Why Uncertainty Calibration Matters for Reliable Perturbation-based Explanations
This addresses the need for more reliable and transparent AI explanations, particularly in domains like computer vision, but is incremental as it builds on existing calibration and explanation methods.
The paper tackles the problem of unreliable perturbation-based explanations in machine learning by showing that poor uncertainty calibration under explainability-specific perturbations directly undermines explanation quality, and introduces ReCalX to recalibrate models, resulting in explanations more aligned with human perception and object locations in experiments on computer vision models.

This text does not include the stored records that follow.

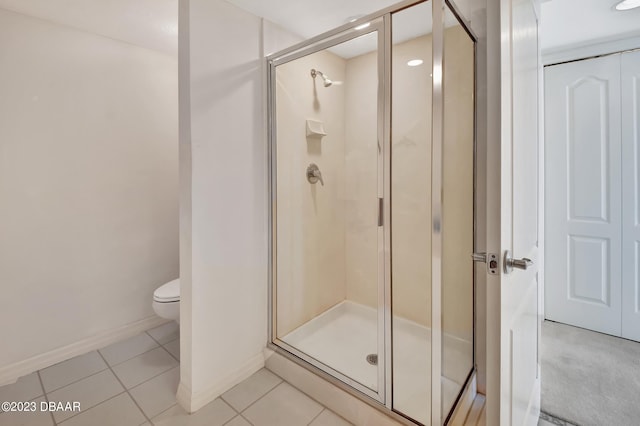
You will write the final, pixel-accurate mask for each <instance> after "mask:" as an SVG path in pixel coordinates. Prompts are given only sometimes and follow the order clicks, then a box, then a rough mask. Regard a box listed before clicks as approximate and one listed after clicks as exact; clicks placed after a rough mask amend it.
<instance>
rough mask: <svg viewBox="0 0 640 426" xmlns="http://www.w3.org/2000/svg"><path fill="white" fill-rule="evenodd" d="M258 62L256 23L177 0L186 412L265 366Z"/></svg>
mask: <svg viewBox="0 0 640 426" xmlns="http://www.w3.org/2000/svg"><path fill="white" fill-rule="evenodd" d="M231 40H233V42H232V43H231V42H230V41H231ZM261 58H262V47H261V20H260V19H259V18H258V17H256V16H253V15H251V14H249V13H247V12H244V11H242V10H240V9H238V8H236V7H235V6H232V5H230V4H228V3H226V2H224V1H221V0H182V1H181V2H180V88H181V93H180V168H181V171H180V173H181V175H180V176H181V183H180V190H181V207H180V214H181V219H180V220H181V237H180V242H181V247H180V255H181V256H180V270H181V280H182V281H181V282H182V299H181V302H182V306H181V309H182V311H181V367H182V368H181V382H180V387H179V389H178V401H179V402H180V403H181V404H182V405H183V406H184V407H185V408H186V409H187V410H189V411H195V410H197V409H199V408H200V407H202V406H204V405H205V404H206V403H208V402H210V401H211V400H213V399H214V398H216V397H217V396H218V395H220V394H221V393H222V392H224V391H226V390H227V389H228V388H230V387H231V386H233V385H235V384H236V383H238V382H239V381H241V380H243V379H244V378H246V377H248V376H249V375H250V374H252V373H253V372H254V371H256V370H257V369H259V368H261V367H262V366H263V365H264V356H263V349H264V347H265V345H266V340H267V323H266V319H267V296H266V294H267V253H268V251H267V227H266V222H267V207H266V206H267V178H266V145H265V140H264V132H263V108H262V102H263V101H262V94H263V92H262V90H263V76H264V72H263V69H262V60H261Z"/></svg>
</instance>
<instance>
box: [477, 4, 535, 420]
mask: <svg viewBox="0 0 640 426" xmlns="http://www.w3.org/2000/svg"><path fill="white" fill-rule="evenodd" d="M496 4H497V5H499V19H500V21H499V22H500V25H499V30H500V32H499V35H498V34H495V33H493V32H491V31H495V30H496V29H497V28H498V26H497V25H491V22H490V25H489V26H490V28H489V31H490V33H489V36H488V38H489V41H490V44H492V43H493V40H499V43H500V50H499V58H496V57H492V55H490V56H489V58H488V62H490V63H499V64H500V81H499V82H496V83H497V84H496V86H495V87H494V86H493V84H494V81H493V80H492V78H491V77H492V76H491V74H490V76H489V77H490V78H489V84H488V92H489V99H490V102H489V114H490V117H491V114H493V111H500V120H499V126H496V128H495V129H494V127H493V120H491V119H490V120H489V126H490V127H489V131H488V135H489V140H488V142H487V146H488V156H487V187H488V188H497V189H498V190H496V191H491V190H489V191H487V218H488V220H487V242H488V251H489V252H490V253H494V254H497V256H498V257H499V266H500V270H499V271H498V272H497V273H496V274H495V275H493V274H489V276H488V279H487V359H488V361H487V418H486V424H487V425H513V426H516V425H517V426H521V425H530V426H534V425H537V424H538V414H539V412H540V376H539V374H538V372H539V368H538V328H539V318H540V317H539V315H538V300H539V296H538V294H539V293H538V291H539V287H538V265H539V256H538V229H539V228H538V148H539V144H538V140H539V134H538V117H539V103H538V99H539V96H538V95H539V91H538V88H539V79H540V69H539V46H538V12H539V3H538V1H536V0H500V2H499V3H496V2H490V3H489V5H490V6H494V5H496ZM493 16H494V15H493V11H492V10H491V11H490V18H489V19H493ZM494 37H495V39H494ZM489 69H490V73H491V71H493V70H492V68H491V66H490V67H489ZM494 93H499V94H500V99H499V101H498V103H499V105H495V106H494V105H493V102H492V96H493V94H494ZM495 130H497V131H498V132H499V134H494V133H493V132H494V131H495ZM509 260H518V264H517V266H518V267H516V268H504V264H507V265H509V264H510V263H511V262H509Z"/></svg>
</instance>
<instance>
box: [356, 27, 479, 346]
mask: <svg viewBox="0 0 640 426" xmlns="http://www.w3.org/2000/svg"><path fill="white" fill-rule="evenodd" d="M465 37H467V38H466V39H465ZM465 40H466V42H465ZM445 41H446V43H447V50H446V52H447V57H446V65H445V84H448V85H447V87H446V89H445V90H446V102H447V104H446V111H445V112H446V114H445V117H446V118H445V120H446V122H445V127H446V129H447V132H446V142H445V144H446V147H445V160H444V161H445V163H444V169H445V177H444V185H445V188H444V192H445V203H446V208H445V210H444V218H443V223H444V226H445V228H446V231H445V232H446V236H445V243H444V248H443V250H444V257H445V262H444V265H443V267H444V270H443V280H444V286H443V289H444V290H443V291H444V305H443V312H444V313H445V316H446V318H445V325H446V330H445V331H446V332H447V333H451V334H453V335H454V336H456V337H460V338H462V339H464V340H470V339H471V333H472V331H473V327H472V319H473V308H472V302H471V300H472V297H473V292H472V288H471V286H472V277H471V275H470V274H469V273H470V271H472V269H471V266H470V265H471V263H470V258H469V254H470V250H472V248H473V244H472V243H473V241H472V238H473V235H472V232H471V225H472V223H473V187H472V182H473V145H472V143H473V103H472V98H471V97H472V96H473V79H472V78H471V79H469V78H466V77H467V76H465V75H464V74H462V73H463V72H468V70H469V69H473V44H472V43H470V42H469V39H468V36H467V35H466V33H465V32H464V30H463V29H462V28H460V27H451V28H448V29H446V36H445ZM431 46H432V43H431V36H430V35H426V36H422V37H418V38H415V39H413V40H410V41H407V42H404V43H400V44H397V45H394V53H393V64H392V67H393V99H392V106H393V115H392V117H393V123H392V152H393V155H392V175H393V176H392V184H391V185H392V194H393V195H392V196H393V198H392V202H393V204H392V212H393V214H392V232H393V244H392V250H393V267H392V272H393V310H394V315H397V316H400V317H404V318H407V319H409V320H412V321H415V322H417V323H419V324H422V325H425V326H427V327H430V324H431V298H430V295H431V231H430V218H431V104H432V102H431V76H430V74H431V71H430V69H431V57H432V55H431ZM469 49H471V51H469ZM416 52H422V54H421V55H420V58H421V59H423V60H424V63H423V64H422V65H420V66H417V67H408V66H407V61H409V60H410V59H415V58H416ZM469 67H471V68H469ZM463 77H464V78H463ZM347 81H348V82H349V84H348V85H346V100H345V102H346V117H347V120H346V124H345V126H346V127H345V133H346V139H345V144H346V161H347V165H346V173H347V182H350V184H349V185H347V188H346V199H347V203H346V211H345V214H346V217H347V230H346V235H345V245H346V258H347V265H348V267H347V270H346V275H347V299H348V300H352V301H354V302H357V303H362V304H365V305H368V306H371V307H375V306H377V292H376V286H377V264H376V262H377V259H376V257H374V256H373V255H371V253H375V252H376V250H377V249H376V244H377V241H376V239H375V238H371V237H372V236H374V237H375V234H373V233H371V232H368V231H369V229H370V228H371V226H372V223H374V222H375V220H376V217H377V216H376V213H377V211H376V207H377V206H376V204H375V202H376V200H375V196H374V197H373V199H372V200H371V202H369V201H368V198H366V197H363V196H362V194H363V193H373V191H374V190H375V188H376V178H377V177H376V176H377V163H376V161H377V160H376V158H377V152H376V149H377V148H376V147H375V140H376V134H375V132H376V128H375V125H372V124H371V123H372V122H374V121H372V120H375V117H376V115H377V111H376V103H377V98H376V93H375V92H374V93H370V92H368V91H366V90H362V88H363V87H367V86H368V85H370V84H372V82H375V81H377V63H376V54H375V53H369V54H366V55H362V56H359V57H356V58H352V59H350V60H348V61H347ZM470 100H471V101H470ZM372 141H373V142H372ZM372 147H373V149H372ZM460 259H461V260H460ZM460 262H461V263H460Z"/></svg>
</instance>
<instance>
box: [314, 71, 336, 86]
mask: <svg viewBox="0 0 640 426" xmlns="http://www.w3.org/2000/svg"><path fill="white" fill-rule="evenodd" d="M316 75H319V76H320V77H322V80H323V81H324V87H329V86H331V85H332V84H333V81H331V79H330V78H329V77H327V76H326V75H324V74H323V72H322V71H318V70H316V69H311V77H313V78H316Z"/></svg>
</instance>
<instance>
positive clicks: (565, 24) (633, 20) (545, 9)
mask: <svg viewBox="0 0 640 426" xmlns="http://www.w3.org/2000/svg"><path fill="white" fill-rule="evenodd" d="M618 2H619V0H550V1H546V2H544V3H542V17H541V22H540V26H541V28H540V44H541V47H542V50H543V52H545V51H547V52H549V51H553V50H560V49H567V48H570V47H579V46H584V45H586V44H590V43H595V42H603V41H613V40H616V39H622V38H627V37H635V36H640V8H637V9H633V10H629V11H625V12H619V11H617V10H615V9H614V6H615V5H616V3H618ZM639 47H640V46H639Z"/></svg>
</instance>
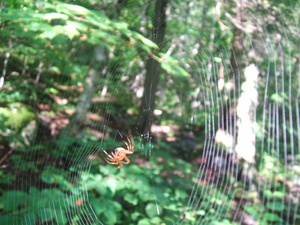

Perturbation-based explanations are widely utilized to enhance the transparency of modern machine-learning models. However, their reliability is often compromised by the unknown model behavior under the specific perturbations used. This paper investigates the relationship between uncertainty calibration - the alignment of model confidence with actual accuracy - and perturbation-based explanations. We show that models frequently produce unreliable probability estimates when subjected to explainability-specific perturbations and theoretically prove that this directly undermines explanation quality. To address this, we introduce ReCalX, a novel approach to recalibrate models for improved perturbation-based explanations while preserving their original predictions. Experiments on popular computer vision models demonstrate that our calibration strategy produces explanations that are more aligned with human perception and actual object locations.